Lead researcher Dr Seke Muzazu explains: “The study is not a vaccine implementation at this point, but is a look ahead to when TB vaccines that are currently in the pipeline in various trials across the world are ready and being rolled out, preparing communities and various stakeholders to be able to roll out the vaccine.”

Data collection team at a community collection site at a bus station in Lusaka. Credit: Seke Muzazu
Data collection team at a community collection site at a bus station in Lusaka.
Credit: Seke Muzazu

Dr Muzazu explains that the aim of the cross-sectional study is to “understand the extent to which vaccines may be rolled out using the varied venue approach,” – recruiting participants across everyday community settings like schools, churches, markets, bars and bus stations – “but also gathering insights from community members and the potential for would-be vaccine recipients, [on] what attributes of vaccines are most important to them, including options of delivery methods.”

Generating the data that Zambia will need

Researchers engaged the National Tuberculosis and Leprosy Programme throughout the study, from protocol development and approvals to guiding community outreach in high‑burden provinces.

Dr Andrew Kerkhoff, one of the study’s principal investigators, provides a detailed overview.

“With several TB vaccine candidates currently in Phase III trials, including the highly promising M72 candidate, the global TB community is cautiously optimistic that a safe and effective vaccine for adults and adolescents could be available for introduction within the next five years. Importantly, M72 and some other leading candidates may work best in individuals with evidence of prior TB infection, and early supplies are likely to be limited.

“This creates a fundamental implementation challenge,” he says. “Targeted, evidence-based delivery strategies will be essential from day one to maximise impact, yet testing every individual prior to vaccination is almost certainly not feasible at scale in high-burden settings. An efficient and potentially impactful approach may be to target venues and populations where TB infection prevalence is already likely to be high, allowing for prioritised delivery without requiring individual-level pre-screening.”

INTRO-TB-VAX: vital stats

Who? 9,000 adults from three countries – Zambia, Nigeria and Indonesia – are enrolled in the study.

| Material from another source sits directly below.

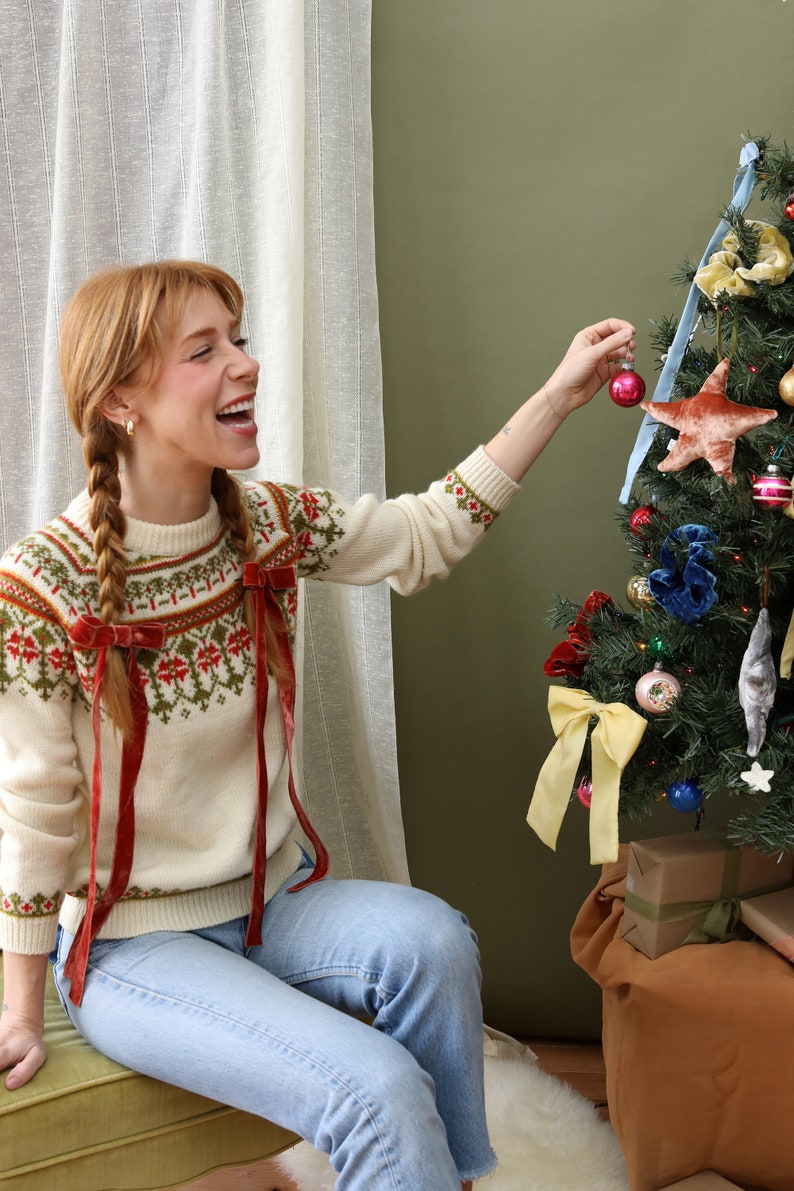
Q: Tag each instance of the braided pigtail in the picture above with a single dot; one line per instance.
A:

What? INTRO-TB-VAX isn’t a clinical trial of a vaccine candidate, but a piece of research designed to determine how best to disseminate a new TB vaccine, once one achieves approval.

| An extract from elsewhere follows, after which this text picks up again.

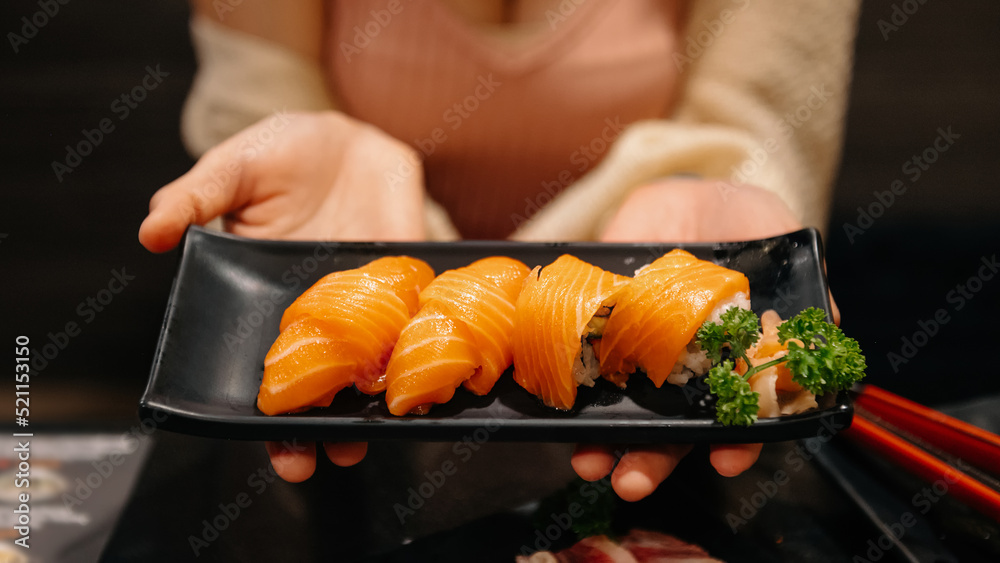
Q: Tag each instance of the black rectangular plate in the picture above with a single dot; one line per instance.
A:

Where? The study is taking place in Zambia, Nigeria and Indonesia, and is conducted by researchers from the University of California San Francisco, Johns Hopkins, George Mason, the Centre of Infectious Disease Research in Zambia, Zankli Research Centre in Nigeria, and the Indonesian Respiratory Programmatic Implementation and Research Institute. Funding comes from the Gates Foundation.

When? Enrolment began in July 2025. Data collection will continue to October 2026, and results are expected out by end 2027.

Kerkhoff outlines the study’s purpose: “INTRO-TB-VAX is designed precisely to generate the data needed to make those decisions: where can we find adults and adolescents with high TB infection prevalence, how acceptable and feasible is vaccine delivery at those venues, and how do different delivery strategies, including facility- and school-based approaches, compare on projected impact and cost-effectiveness?”

He adds a cautionary note. “But as the COVID-19 pandemic made painfully clear, having an effective vaccine is not enough. Roll-out can be severely undermined by lack of perceived risk, mis- and disinformation, and the absence of accessible and acceptable delivery strategies among many other factors. The INTRO-TB-VAX study was designed specifically to provide country-specific data to guide those implementation decisions before a new TB vaccine arrives.”